DES MOINES, Iowa — It's unclear whether John Bolton, a former U.S. ambassador to the United Nations under President George W. Bush, will mount a run for president in 2016.
But speaking on Saturday at the Iowa Freedom Summit — the state's first major cattle call for potential 2016 GOP presidential contenders — Bolton offered a preview of the foreign policy-centric campaign he would wage if he enters the race.
In 2011, Bolton positioned himself as a would-be national security presidential candidate but ultimately opted against a run. He's making similar noise this time, but he says his primary motivation is to put foreign policy at the center of the debate.
"I believe he is the first president, Republican or Democrat, since the attack on Pearl Harbor who does not wake up in the morning and think, 'What is the threat America faces today?'" Bolton said of President Obama in his speech at the summit.
Bolton's tenure at the U.N. from 2005 to 2006 was rocky.

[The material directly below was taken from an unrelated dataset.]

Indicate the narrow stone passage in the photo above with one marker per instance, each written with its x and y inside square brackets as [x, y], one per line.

A frequent critic of the organization, he eventually left the post after the U.S. Senate failed to confirm him.
These days, Bolton, now a Fox News contributor and a senior fellow at the American Enterprise Institute, is one of the most vocal advocates in the Republican Party for a muscular foreign policy.
He spoke on Saturday with The Texas Tribune about his political ambitions, his ties to Texas and the role the state will play in the 2016 GOP presidential race.
The following is an edited and condensed transcript of the interview.
TT: When are we going to know if you’re running for president?
Bolton: I haven’t really set a time frame on it yet.
TT: What do you plan to tell this crowd today?
Bolton: The political point I want to make is, I think it’s critical that we return national security issues to the center of the overall political debate, especially looking toward 2016. I think they’ve slipped off the radar screen, and I think that’s a big problem.
I plan to take on the conventional wisdom that the political operatives and — forgive me — the press tend to stick with that the people don’t care about foreign policy in their daily lives and aren’t concerned about it and so on and so forth. I don’t think that’s actually true.
Obviously, when we come to 2016, this is, I think, critical for the country to get national security back into the debate. It’s critical for the Republican Party because we are the party of national security. There’s hardly a national security wing of the Democratic Party anymore. So if we turn away from it, that’ll be a big problem.
TT: Do you see a major way Texas can influence the GOP primary beyond being the donor state?
Bolton: Really, there are three candidates from Texas, if you count Jeb Bush, given the family connections.
I think I have a good sense of this based on my own conversations that Texas hasn’t coalesced around one of the candidates. I think that probably is what gives any state the maximum leverage over the nomination process.
So until that happens, I think Texas will be influential, but won’t be directed obviously in support of one candidate.
TT: Are you worried that foreign policy will split your side of the party with the isolationist wing?
Bolton: I think that there are actually very few Republicans who hold neo-isolationist views. And that’s why I want a full debate, because I think that that’s a very small percentage.
I think it’s very important to have a broad debate. And certainly we’re going to need it in the nomination process to confront Hillary Clinton if she turns out to be the Democratic nominee.
TT: Do you have ties to Texas?
Bolton: Lots of people I’ve worked for are from Texas. … And I’m on the board of directors of a company called Diamond Offshore, which is headquartered in Houston. It’s an offshore oil drilling company.
TT: Do you think there would be trips to Texas or a role for Texas to play in your political operation?
Bolton: I’ve been to Texas several times already. I don’t publicize it, but I’ve talked to people to get advice from about running and that sort of thing. What I’ve discovered, I set up last cycle a PAC and a Super PAC to help Republican candidates in the House and Senate who believe in a strong national security policy, and we raised a little bit over $7.5 million in the 2014 cycle. And a number of those contributions came from people in Texas.
So I’ve gotten to know a lot of people in Texas. It’s a big state. It’s a major force in the Republican Party. You can tell that because there are two potential presidential candidates from Texas already.